Maar David antwoordde: Hier is de lans van den koning. Laat een van de manschappen hierheen komen, om hem te halen.
Jahweh zal aan ieder van ons zijn rechtschapenheid en trouw vergelden. Want ofschoon Jahweh u heden in mijn hand had geleverd, heb ik mijn hand niet geslagen aan den gezalfde van Jahweh.


Psalmen 103(102),1-2.3-4.8.10.12-13.
Verheerlijk, mijn ziel, de Heer,
zijn heilige Naam uit het diepst van uw wezen.
Verheerlijk, mijn ziel, de Heer,
vergeet zijn weldaden niet.

Hij is het, die u uw schulden vergeeft,
die u geneest van uw kwalen.
Hij is het die u van de ondergang redt,
die u omringt met zijn gunst en erbarmen.

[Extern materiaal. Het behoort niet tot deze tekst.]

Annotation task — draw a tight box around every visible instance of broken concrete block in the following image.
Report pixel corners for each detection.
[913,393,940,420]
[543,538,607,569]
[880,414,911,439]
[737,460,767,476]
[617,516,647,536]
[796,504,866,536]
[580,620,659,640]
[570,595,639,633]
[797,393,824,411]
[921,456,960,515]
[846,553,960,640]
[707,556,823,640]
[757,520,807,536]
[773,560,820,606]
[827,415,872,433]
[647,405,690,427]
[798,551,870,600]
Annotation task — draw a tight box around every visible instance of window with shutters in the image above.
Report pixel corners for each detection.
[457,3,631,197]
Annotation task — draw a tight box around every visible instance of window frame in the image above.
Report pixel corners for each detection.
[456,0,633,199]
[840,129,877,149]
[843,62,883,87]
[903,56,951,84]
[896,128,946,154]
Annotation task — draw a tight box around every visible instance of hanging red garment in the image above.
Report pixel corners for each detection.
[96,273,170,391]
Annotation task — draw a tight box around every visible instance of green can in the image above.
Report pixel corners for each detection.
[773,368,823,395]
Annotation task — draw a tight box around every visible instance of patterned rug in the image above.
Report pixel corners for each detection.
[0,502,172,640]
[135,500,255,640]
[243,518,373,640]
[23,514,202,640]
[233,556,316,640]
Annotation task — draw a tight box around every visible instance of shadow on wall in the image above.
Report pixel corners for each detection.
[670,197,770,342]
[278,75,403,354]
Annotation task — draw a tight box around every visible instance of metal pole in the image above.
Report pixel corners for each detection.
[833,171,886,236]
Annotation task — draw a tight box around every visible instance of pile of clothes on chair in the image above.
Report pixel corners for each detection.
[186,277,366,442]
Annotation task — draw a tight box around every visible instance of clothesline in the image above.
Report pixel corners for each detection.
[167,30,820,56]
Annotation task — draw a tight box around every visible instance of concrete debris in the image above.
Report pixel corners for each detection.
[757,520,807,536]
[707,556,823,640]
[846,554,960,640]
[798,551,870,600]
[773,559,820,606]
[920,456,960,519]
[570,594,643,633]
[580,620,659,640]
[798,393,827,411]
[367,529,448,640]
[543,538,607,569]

De Heer is barmhartig en welgezind,
lankmoedig en goedertieren.
Hij handelt met ons niet zoals wij verdienen,
vergeldt ons niet onze schuld.

Zo ver als de afstand van oost tot west,
zo ver verdrijft Hij van ons de zonde
Zozeer als een vader zijn kinderen liefheeft,
zozeer heeft de Heer zijn dienaren lief.


Uit de 1e brief van de heilige apostel Paulus aan de christenen van Korinte 15,45-49.
In deze zin staat er geschreven: De eerste mens, Adam, werd een levens wezen. De laatste Adam werd een levendma­kende Geest.
Maar het geestelijke komt niet het eerst; het natuurlijke gaat vooraf, daarna komt het geestelijke.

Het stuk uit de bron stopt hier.